January is a month of resolutions
In the Physiotherapy world, January is the month of resolutions (insert start running ;)
Followed shortly by February, the month of consultations (insert injury and contact your physio ;)
Most would agree that not all miles are created equal. Sometimes an easy run feels hard and a hard run feels easy. To accurately gauge the stress on your body, it's essential to take into account not only external factors like distance and speed, but also internal factors like your level of recovery, sleep, and overall stress levels. One effective way to do this is by keeping a log of your runs and using a rate of perceived exertion scale to document how each session felt, on a scale of 0-10. This will give you a more complete understanding of how your body is responding to your training, and allow you to make adjustments as needed.
Here are some tips to prevent injuries in January:
Keep in mind that an injury is often a result of doing too much too soon. If you’re starting a zero kms in December, your first week back should be walking with short (1-2 mins) running intervals.

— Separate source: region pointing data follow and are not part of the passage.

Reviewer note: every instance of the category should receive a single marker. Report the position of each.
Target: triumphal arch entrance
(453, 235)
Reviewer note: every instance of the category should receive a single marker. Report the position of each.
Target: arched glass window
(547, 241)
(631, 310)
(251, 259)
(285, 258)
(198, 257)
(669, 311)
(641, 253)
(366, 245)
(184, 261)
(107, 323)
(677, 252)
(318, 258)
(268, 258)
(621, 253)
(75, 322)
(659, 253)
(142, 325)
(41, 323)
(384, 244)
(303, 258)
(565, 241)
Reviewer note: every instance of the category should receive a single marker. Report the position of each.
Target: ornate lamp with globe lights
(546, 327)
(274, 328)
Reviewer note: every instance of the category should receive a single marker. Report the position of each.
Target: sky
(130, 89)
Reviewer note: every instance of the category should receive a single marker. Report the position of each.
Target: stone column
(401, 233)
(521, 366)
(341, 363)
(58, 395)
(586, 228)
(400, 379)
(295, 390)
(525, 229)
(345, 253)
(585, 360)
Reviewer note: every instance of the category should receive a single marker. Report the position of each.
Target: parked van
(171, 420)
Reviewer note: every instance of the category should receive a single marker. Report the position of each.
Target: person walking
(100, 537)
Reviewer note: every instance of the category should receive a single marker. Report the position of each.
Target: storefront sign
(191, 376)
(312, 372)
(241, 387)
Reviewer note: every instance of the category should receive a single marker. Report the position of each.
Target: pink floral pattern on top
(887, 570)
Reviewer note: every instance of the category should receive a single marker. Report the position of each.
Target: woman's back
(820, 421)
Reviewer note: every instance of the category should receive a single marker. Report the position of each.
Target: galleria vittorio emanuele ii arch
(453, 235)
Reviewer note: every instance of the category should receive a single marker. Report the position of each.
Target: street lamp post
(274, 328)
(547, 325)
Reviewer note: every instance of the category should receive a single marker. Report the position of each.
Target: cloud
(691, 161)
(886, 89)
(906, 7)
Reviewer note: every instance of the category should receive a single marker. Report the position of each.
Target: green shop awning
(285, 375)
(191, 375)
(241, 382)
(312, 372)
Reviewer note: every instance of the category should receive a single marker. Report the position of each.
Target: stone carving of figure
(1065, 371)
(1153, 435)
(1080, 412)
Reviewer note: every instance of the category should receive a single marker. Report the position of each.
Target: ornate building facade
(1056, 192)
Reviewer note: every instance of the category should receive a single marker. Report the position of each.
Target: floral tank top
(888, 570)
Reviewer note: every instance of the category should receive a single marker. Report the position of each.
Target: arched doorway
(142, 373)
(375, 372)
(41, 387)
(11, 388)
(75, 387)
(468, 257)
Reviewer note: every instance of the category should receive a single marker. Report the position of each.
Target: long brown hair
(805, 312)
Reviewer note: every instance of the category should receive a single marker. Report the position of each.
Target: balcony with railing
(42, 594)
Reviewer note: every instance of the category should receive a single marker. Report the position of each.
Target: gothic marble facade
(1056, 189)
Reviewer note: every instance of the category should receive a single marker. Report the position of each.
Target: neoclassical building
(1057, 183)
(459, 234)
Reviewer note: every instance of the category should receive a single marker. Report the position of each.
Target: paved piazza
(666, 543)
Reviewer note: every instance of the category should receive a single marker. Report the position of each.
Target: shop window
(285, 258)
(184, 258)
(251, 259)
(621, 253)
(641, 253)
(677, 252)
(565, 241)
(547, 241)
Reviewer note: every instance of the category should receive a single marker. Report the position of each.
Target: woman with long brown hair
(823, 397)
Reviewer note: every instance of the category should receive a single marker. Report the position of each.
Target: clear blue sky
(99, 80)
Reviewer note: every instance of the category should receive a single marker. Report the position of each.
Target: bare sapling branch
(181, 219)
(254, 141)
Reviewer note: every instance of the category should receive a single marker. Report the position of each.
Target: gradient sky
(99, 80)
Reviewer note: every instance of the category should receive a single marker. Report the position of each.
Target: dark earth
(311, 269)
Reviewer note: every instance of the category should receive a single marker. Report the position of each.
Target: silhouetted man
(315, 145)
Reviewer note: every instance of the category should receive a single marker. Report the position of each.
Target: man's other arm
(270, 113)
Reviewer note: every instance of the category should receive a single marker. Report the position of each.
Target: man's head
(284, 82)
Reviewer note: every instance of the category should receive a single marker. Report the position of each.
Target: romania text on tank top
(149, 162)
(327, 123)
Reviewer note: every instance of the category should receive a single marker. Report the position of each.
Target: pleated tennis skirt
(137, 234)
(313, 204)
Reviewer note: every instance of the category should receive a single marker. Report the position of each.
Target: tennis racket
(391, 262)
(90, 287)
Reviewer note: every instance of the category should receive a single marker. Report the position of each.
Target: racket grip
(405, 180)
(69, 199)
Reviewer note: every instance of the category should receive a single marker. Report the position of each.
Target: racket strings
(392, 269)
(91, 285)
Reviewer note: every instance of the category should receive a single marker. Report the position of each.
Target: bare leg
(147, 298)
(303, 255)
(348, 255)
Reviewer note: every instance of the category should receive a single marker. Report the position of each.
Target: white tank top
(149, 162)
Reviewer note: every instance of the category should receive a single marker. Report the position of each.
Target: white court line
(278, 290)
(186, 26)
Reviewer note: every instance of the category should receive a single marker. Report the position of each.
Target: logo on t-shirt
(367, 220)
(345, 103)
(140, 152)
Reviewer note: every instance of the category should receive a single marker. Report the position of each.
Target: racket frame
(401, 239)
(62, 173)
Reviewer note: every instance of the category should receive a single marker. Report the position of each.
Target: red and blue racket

As you start to build your exercise routine or mileage gradually, keep track of how you feel after your workout/run. On a scale of 0-10 what was your perceived effort/exertion? Most days the numbers should be low. Pick 1-2 days/week where your effort feels like a 6+
If work or family life become very stressful or sleep is affected, this is not a good time to hit the gym or pavement harder. Instead, try to do something more restorative like meditation, yoga or reading. Injuries can creep up with added stress alone, not just miles.
Workout with a friend to boost those endorphins and to keep you accountable when you're working too hard or not showing up!
Not every week will be your best week, the climb to faster running or a stronger body has peaks and valleys. Don’t look too closely at the week to week data. Document your journey and assess it in months and seasons.